“Even if al Bashir were to be found guilty of what he has been accused, the issuance of an arrest warrant is nothing more than an attack on Arab conscience, dignity, and identity.”
This is a quote from one of the arguments made in defence of President Omar al Bashir, which is just one example of a deluge of similar “bold” Arab positions that have been flooding the television stations, newspapers and internet sites since the International Criminal Court [ICC] issued an arrest warrant for al Bashir accusing him of committing war crimes in Darfur.
Indeed, since the arrest warrant was issued, the majority of Arab media has united in condemning this move.
However, this same media did not unite to report on the suffering of the people of Darfur, whose pictures and stories were hardly visible in the Arab press, and today we see sweeping demonstrations being staged in solidarity with al Bashir that remind us of the rallies that used to take place during the Saddam Hussein era. The live transmissions of al Bashir’s speeches, where he rouses public opinion and dances waving his stick or sword to the cheers of the crowd, have formed the dominant image of him on our satellite channels over the past week.
The issue is no longer the possibility of al Bashir’s involvement in the Darfur massacres; this has now become a mere detail. The Sudanese President himself is not focusing on protesting his innocence of being involved in the genocide of 300,000 people in Darfur in his fiery speeches. Rather, al Bashir attempts to stir up the emotions of the crowd by proclaiming slogans that reject colonialism and promote national pride.
Al Bashir’s decision to expel the humanitarian organizations that work in the Darfur region, upon whom the people of Darfur fundamentally depend for the provision of their foodstuff and aid, has [also] passed unmentioned in the Arab media even though this is a decision that threatens a million people with starvation!
The Arab media did not report on the attack on its “dignity” seen in the Darfur refugee camps!
The people of Darfur and their troubles have been completely absent [from Arab media] and attention to them has been confined to Western media, which sent representatives and reporters, and conducted interviews, investigating the role of the Sudanese regime in the systematic and planned extermination of the Muslim but “non-Arab” minority? Is this “fault” [of not being an Arab] that which denied them the right of even appearing in Arab media, not to mention the lack of any position being taken up or condemnation given with regards to what they suffered over the previous years.

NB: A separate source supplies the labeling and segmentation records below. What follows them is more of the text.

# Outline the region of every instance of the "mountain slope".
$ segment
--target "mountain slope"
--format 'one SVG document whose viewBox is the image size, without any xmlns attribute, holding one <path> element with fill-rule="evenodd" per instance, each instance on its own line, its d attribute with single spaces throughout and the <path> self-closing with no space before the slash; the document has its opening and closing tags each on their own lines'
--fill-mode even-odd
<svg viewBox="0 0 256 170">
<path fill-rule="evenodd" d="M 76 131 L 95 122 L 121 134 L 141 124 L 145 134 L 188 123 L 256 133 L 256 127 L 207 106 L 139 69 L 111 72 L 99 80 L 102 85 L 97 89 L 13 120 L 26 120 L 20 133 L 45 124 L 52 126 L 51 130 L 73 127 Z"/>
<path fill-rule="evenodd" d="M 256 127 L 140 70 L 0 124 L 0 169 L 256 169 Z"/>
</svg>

Does maintaining Arab dignity mean indifference in the face of massive deaths of African civilians at the hands of a Muslim and Arab ruler?
Isn’t this the same dignity that enabled us to rush to the defence of Palestinians against Israeli massacre and US hegemony?
Such a double-standard brings into question the credibility of [Arab] dignity in both cases.
International justice must be supported and encouraged, and what applies to the President of Sudan must also apply to the President of the United States of America, since international justice was not created only to be imposed upon smaller states. International justice must serve its true purpose, and not be abrogated, or contain double standards, or be influenced by racism, as is the case with Darfur. So yes, it would be difficult today to bring the US President to the ICC; and let us not forget that the USA is not a member of the ICC. Yet the commitment to adhere to international standards takes us closer to- and strengthens the prospects of- the “white man” in Washington and Tel Aviv being held accountable [for their actions].
In spite of all of this, the Arab media, and Arab politics have been reacting to the death of 300,000 in Darfur along with the displacement of millions more, by saying that this is not important. What is important however is Arab dignity, and defying international justice.
The blood of the people of Darfur is not only al Bashir’s responsibility.